The rise of anti design

A corner of the design world is retaliating against minimalism with an eccentric visual language evoking the early days of the internet. We talk to creative technologist Rifke Sadleir and design duo TeYosh about challenging tastes and throwing out the rulebook

“I love it when someone’s like, ‘so yeah we want the whole thing to look kind of weird and horrible’,” says Rifke Sadleir, a designer, developer and one half of digital studio DXR. Sadleir has a soft spot for designs and experiences that appear and behave unusually, and challenge some of contemporary design’s typical best practices.

One of Sadleir’s earliest forays into irreverent website design was a collaborative project with a friend who runs an online magazine called Bog. She was asked to make a website for the magazine and given “old ugly design” references circa web 1.0. Little by little more requests started coming her way for retro interfaces. “I suppose more and more people just see you putting out a particular kind of work. They’re like, oh you’re the one who does the old janky looking stuff!”

Colours might be clashing or missing altogether as though the CSS didn’t quite load, playful motion design makes elements animate unexpectedly across the screen, and some websites serve no other function other than to have a bit of fun.

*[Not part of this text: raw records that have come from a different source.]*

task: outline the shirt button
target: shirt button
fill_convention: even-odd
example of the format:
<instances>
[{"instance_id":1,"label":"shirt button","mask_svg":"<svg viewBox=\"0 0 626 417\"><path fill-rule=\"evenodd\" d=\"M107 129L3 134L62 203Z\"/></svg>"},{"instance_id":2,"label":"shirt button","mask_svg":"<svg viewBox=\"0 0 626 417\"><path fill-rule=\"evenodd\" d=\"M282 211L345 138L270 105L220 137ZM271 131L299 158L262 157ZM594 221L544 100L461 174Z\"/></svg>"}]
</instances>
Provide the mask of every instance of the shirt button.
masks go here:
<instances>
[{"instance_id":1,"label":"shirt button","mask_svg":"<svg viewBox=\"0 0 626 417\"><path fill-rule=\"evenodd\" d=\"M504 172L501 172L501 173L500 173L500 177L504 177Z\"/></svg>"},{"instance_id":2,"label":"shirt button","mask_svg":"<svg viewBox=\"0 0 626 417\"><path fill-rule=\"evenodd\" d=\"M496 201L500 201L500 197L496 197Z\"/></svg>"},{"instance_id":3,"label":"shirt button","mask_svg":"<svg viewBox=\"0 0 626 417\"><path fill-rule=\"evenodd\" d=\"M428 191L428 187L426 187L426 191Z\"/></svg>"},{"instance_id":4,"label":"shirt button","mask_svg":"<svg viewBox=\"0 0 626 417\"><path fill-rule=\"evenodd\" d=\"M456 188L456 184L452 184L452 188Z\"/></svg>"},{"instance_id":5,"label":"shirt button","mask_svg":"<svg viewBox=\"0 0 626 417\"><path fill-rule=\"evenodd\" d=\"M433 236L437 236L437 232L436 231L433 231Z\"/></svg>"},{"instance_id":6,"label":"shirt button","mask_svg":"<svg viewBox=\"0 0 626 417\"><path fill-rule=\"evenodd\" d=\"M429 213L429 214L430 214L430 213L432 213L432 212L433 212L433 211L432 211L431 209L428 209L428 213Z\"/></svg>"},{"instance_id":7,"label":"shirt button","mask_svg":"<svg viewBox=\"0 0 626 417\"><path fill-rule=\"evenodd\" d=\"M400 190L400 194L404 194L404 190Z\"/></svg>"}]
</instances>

It all harks back to the early days of the internet, which by today’s standards was the wild west of digital design.

As with most aesthetics and movements that loop back around, nostalgia has a part to play. “I guess a lot of the stuff my design is informed by is the earlier stuff I can remember on the computer and the internet, and trying to recapture some of that,” Sadleir says. “I suppose most of the ‘bad taste’ stuff is pure nostalgia, but also, now we’ve enough distance from it, it’s really funny.”